Saturday, October 18, 2014
Growing Pains
I wonder if the butterfly, after stretching her wings and taking to the air that first time only to be caught in the swirling vortex of a passing freight train, ever considers crawling back into her cocoon?
That's sort of the feeling I've had recently. Not that I want to go all the back to the caterpillar days but maybe just a reprieve somewhere between transitions; somewhere in that anonymous space between who I was and who I am becoming.
When we were in the middle of Christianity, I had a lot of views. One of those views was frustration because the church seemed to always be against things: anti-abortion, anti-homosexuals, anti-liberalism, anti-feminism, and so on. Even when it tried hard to spin things toward the positive (pro-life, support marriage, family values) I always found myself thinking, "No one is buying this. Hell, I'm not even buying it." And so, like many others have noted and proposed from within the church, I wanted my life to be defined by what I was truly "for" and what I truly supported, not backhanded compliments and slick semantics.
Now, I find myself on the opposite side of the coin but still struggling with the same issue. I don't want to spend my days fighting religion. I really don't. And yet, I strongly believe there are tenants of fundamentalism which need to be shut down. Permanently. I believe that there are good people living in unnecessary fear and guilt, and children being dangled over the flames of hell for no other reason than that they were born, and people being condemned for their sexuality, and women being confined to antiquated roles, and, and, and... And these things make me sad and angry and I find the late Christopher Hitchens and the current Richard Dawkins and those in their "aggressive atheists" camp to be of great value and justified in their logic that religion is a poison for humanity.

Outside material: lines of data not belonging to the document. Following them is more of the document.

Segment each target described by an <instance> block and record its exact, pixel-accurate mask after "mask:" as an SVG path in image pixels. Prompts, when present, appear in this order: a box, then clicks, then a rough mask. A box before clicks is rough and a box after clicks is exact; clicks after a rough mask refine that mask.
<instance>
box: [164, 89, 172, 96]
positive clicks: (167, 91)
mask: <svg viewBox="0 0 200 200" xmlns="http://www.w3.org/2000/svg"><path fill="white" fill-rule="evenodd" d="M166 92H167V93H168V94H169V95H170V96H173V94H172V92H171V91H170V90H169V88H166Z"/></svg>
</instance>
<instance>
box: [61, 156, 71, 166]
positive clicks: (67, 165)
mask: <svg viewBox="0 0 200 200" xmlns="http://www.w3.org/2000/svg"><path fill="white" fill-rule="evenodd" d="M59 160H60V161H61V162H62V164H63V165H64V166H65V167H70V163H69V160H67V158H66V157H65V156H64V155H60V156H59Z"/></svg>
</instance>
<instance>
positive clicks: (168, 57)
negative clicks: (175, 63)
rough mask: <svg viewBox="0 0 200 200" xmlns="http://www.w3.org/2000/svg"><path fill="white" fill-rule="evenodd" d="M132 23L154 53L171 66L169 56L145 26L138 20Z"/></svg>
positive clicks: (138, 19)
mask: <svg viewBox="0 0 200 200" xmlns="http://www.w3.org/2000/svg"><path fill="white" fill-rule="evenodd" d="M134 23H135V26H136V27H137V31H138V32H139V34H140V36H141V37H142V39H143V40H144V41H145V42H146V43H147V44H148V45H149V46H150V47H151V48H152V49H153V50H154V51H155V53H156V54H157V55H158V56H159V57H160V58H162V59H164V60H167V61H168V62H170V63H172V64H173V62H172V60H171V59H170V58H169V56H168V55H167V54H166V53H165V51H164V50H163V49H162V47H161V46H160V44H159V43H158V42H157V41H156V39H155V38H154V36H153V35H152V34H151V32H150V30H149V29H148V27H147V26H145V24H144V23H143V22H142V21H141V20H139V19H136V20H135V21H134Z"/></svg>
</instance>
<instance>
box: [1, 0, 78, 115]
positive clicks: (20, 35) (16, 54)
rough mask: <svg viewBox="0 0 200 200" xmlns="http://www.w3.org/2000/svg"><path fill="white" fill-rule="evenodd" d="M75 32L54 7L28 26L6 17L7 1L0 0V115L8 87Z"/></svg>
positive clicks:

There are days when "live and let live" feels like a giant cop-out.
But I don't want to be the angry atheist either --in part because I'm an agnostic (I realize that this distinction means little to nothing in our particular geographic/Baptist inundated sphere) and also because religion consumed the first 38 years of my life. I'd rather not hand over the next however many years I have left, even as its antagonist. I worried my entire life about those who didn't know the "good news" and who were living miserable lives apart from God and would some day suffer eternal consequences. I weighed every conversation in light of this belief and every relationship in light of this belief. It was exhausting.
And I could easily exhaust myself again trying to dig out and expose every landmine that fundamentalist religion has left poised for destruction against humanity or, OR,
OR...
I can follow the lead of those who've tiptoed through before me and I can grab the hand of those behind me and we can weave our way through together taking steps FORWARD. I may still stop and scream, "Hey dumbass! You're blowing people's legs off over here!" in the general direction of the religious world now and then. But I'm ready to stop spinning my wheels on spent arguments and to gain some traction on the things that matter to me now by supporting them, talking about them, linking them, celebrating them. And if someone wants to throw religion out there as an argument, I may or may not engage with it, but I sure as hell won't let it suck the life out of me.
Life that is so. very. good. without it!
Freight trains be damned -this girl will fly!